Published: February 15, 2026

Edmonton Edge AI for Water & Wastewater Operations

Water and wastewater operations around Edmonton benefit from edge AI when connectivity is intermittent and response speed matters. Practical integration focuses on anomaly detection, pump efficiency, and remote dispatch prioritization.

Priority Use Cases

  • Predict lift station overflow risk from inflow and pump duty trends.
  • Detect abnormal pump energy signatures indicating wear or blockage.
  • Prioritize remote callouts by service risk and compliance impact.

Data Readiness Checklist

  • Reliable telemetry from flow, level, pump status, and power tags.
  • Known bad-data patterns (sensor dropout, communication noise).
  • Event data for overflow alarms, dispatch times, and recovery actions.

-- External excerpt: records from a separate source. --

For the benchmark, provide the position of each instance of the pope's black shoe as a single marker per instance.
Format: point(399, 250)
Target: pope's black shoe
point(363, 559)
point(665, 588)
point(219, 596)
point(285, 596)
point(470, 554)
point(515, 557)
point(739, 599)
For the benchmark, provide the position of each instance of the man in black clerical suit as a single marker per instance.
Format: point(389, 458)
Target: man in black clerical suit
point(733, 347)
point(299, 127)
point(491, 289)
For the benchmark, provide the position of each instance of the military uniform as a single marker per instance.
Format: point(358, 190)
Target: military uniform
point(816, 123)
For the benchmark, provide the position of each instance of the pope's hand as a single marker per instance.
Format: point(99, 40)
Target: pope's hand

System Integration Pattern

  • Run inference on edge gateway with local buffering during WAN outages.
  • Sync model features to central historian when links restore.
  • Display recommendation + confidence in dispatcher dashboard.

Governance and OT Safety

  • Set hard rules for when AI can trigger alerts versus advisory only.
  • Document emergency fallback when edge service is unavailable.
  • Review monthly for missed incidents and false positives.

KPIs to Track

  • Overflow incidents
  • Average dispatch response time
  • Pump energy per cubic meter
  • Critical alarm acknowledgement time

30-60-90 Day Plan

  • Day 1-30: instrument and validate remote site data paths.
  • Day 31-60: deploy edge anomaly models at pilot stations.
  • Day 61-90: tune dispatch prioritization and measure response gains.